As Zepé, Yuri would interview controversial pundits and thinkers whom the normies would be all too quick to label crackpots and cranks. Not that they were about to be cowed by such slander, but as the show garnered prestige, Yuri and Winch would replace their obscure guests with right-wing-leaning celebrities, all two of them, before moving on from there to their more glamorous political rivals. They would lure stars onto the show only for Zepé to vanquish them with his scary reservoir of arguments and facts. 

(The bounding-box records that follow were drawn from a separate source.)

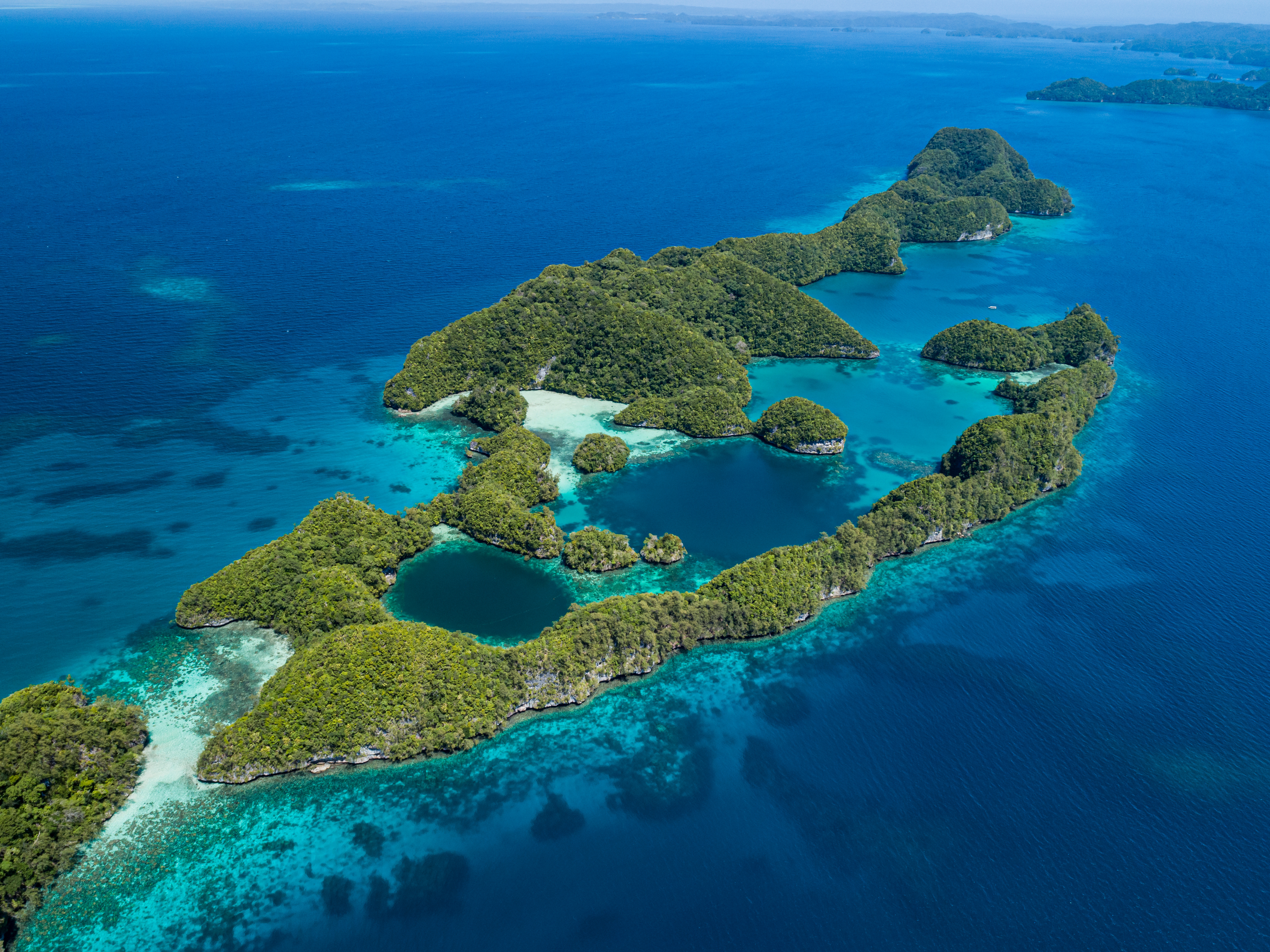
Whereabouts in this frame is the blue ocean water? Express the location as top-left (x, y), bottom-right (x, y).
top-left (0, 9), bottom-right (1270, 949)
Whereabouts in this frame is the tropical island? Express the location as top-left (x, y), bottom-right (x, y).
top-left (754, 397), bottom-right (847, 456)
top-left (573, 433), bottom-right (631, 472)
top-left (1028, 76), bottom-right (1270, 110)
top-left (560, 525), bottom-right (639, 573)
top-left (639, 532), bottom-right (688, 565)
top-left (154, 128), bottom-right (1115, 783)
top-left (0, 682), bottom-right (147, 942)
top-left (188, 302), bottom-right (1115, 783)
top-left (384, 127), bottom-right (1072, 437)
top-left (922, 305), bottom-right (1120, 371)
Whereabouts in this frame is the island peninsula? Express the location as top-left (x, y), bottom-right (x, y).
top-left (159, 129), bottom-right (1115, 783)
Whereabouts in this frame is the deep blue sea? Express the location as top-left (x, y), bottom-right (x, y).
top-left (0, 5), bottom-right (1270, 952)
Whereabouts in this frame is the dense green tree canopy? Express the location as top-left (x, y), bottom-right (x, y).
top-left (573, 433), bottom-right (631, 472)
top-left (450, 379), bottom-right (530, 433)
top-left (198, 327), bottom-right (1115, 782)
top-left (0, 682), bottom-right (146, 936)
top-left (1028, 76), bottom-right (1270, 110)
top-left (560, 525), bottom-right (639, 573)
top-left (639, 532), bottom-right (688, 565)
top-left (177, 492), bottom-right (433, 641)
top-left (754, 397), bottom-right (847, 456)
top-left (922, 305), bottom-right (1120, 371)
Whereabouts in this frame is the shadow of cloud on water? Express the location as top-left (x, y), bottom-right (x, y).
top-left (0, 529), bottom-right (177, 565)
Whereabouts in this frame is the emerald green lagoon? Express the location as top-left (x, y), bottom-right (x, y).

Who says they didn’t have a brutal purpose in mind? 

* * *

As soon as the gaps in the traffic begin to stretch out, Winch zigs and zags in full beast mode, like he’s racing a Batmobile down the Autobahn. He wails something unintelligible. One of the reasons Yuri lets Winch drive his Honda Accord is that driving has proven to be one of the most responsive treatments for soothing Winch’s hyperactivity. Yet it doesn’t seem to be having the desired effect today. Winch is especially vulnerable to a flare-up after slugging back an extra large Mountain Dew slushie in five minutes flat, no regard for the brain freeze. 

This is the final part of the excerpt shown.